Regulatory uncertainty in the United States continues to raise an endless stream of questions. On April 25, Congressmen French Hill, Patrick McHenry and Bill Huizenga sent a joint letter at the FDIC.

The letter seeks information regarding actions by regulators to prevent banks from providing services to the crypto sector. Members of Congress are thus seeking to understand the measures adopted in this regard. They fixed at May 9 the deadline for providing the requested information.

Members of Congress pointed out that previously, under the Obama administration, regulators exerted pressure on financial institutions. The goal was to end banking services for certain politically unpopular industries. Among these are tobacco and gambling. Indeed, reputational risks, defined arbitrarily, were mentioned as justification.

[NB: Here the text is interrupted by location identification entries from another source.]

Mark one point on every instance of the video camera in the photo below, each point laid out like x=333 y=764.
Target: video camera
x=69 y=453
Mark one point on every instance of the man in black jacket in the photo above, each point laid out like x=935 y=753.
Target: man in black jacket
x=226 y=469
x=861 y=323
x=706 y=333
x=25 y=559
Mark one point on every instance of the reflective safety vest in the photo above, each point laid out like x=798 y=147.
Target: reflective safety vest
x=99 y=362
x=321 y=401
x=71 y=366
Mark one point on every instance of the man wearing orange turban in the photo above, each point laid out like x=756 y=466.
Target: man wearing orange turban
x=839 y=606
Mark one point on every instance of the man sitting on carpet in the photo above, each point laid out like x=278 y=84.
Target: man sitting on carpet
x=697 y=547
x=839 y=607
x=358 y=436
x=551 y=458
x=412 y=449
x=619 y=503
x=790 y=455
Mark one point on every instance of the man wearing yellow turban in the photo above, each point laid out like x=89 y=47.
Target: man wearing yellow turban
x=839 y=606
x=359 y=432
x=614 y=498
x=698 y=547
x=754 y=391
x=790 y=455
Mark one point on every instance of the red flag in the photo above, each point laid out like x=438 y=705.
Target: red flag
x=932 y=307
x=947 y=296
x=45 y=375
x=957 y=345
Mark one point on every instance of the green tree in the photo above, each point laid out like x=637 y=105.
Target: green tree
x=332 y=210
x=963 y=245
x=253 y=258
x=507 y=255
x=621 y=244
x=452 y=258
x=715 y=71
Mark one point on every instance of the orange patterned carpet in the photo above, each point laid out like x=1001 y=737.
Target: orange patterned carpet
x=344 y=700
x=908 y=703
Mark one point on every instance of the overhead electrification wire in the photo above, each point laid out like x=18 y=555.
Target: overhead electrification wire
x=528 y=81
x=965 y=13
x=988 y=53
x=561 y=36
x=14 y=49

Regulators are once again targeting banks to dissuade them from providing services to a specific sector, say delegates. This time, cryptocurrencies are the main target. They believe that this attitude is detrimental to innovation in the United States.

Risks are not inherent in digital assets

Members of Congress believe that “digital asset activity is not inherently risky”. They accuse regulators of using recent crypto-related scandals to advance their agenda.

Politicians point out that the collapse of cryptocurrency exchange FTX and Silicon Valley Bank is instead the result of classic fraud. Indeed, it is not an activity related to digital assets. Moreover, they specify that clients involved in cryptocurrency did not cause Signature Bank to fail.

Cautious regulators should focus their response to these scandals on cracking down on fraud and mismanagement, say members of Congress. They believe that the priority should not be the “de-risking” of the digital asset industry.

The actions of US regulators over the past few months appear to point to a coordinated strategy to “de-bank” the US digital asset ecosystem.

Members of Congress are seeking clarification on these actions, which may be holding back innovation. Indeed, the booming sector in question could play a major role in the global economy. By raising these concerns, elected officials seek to promote a fairer regulatory framework for players in the cryptocurrency industry. Thus, they hope to ensure that innovation and growth thrive in this promising field.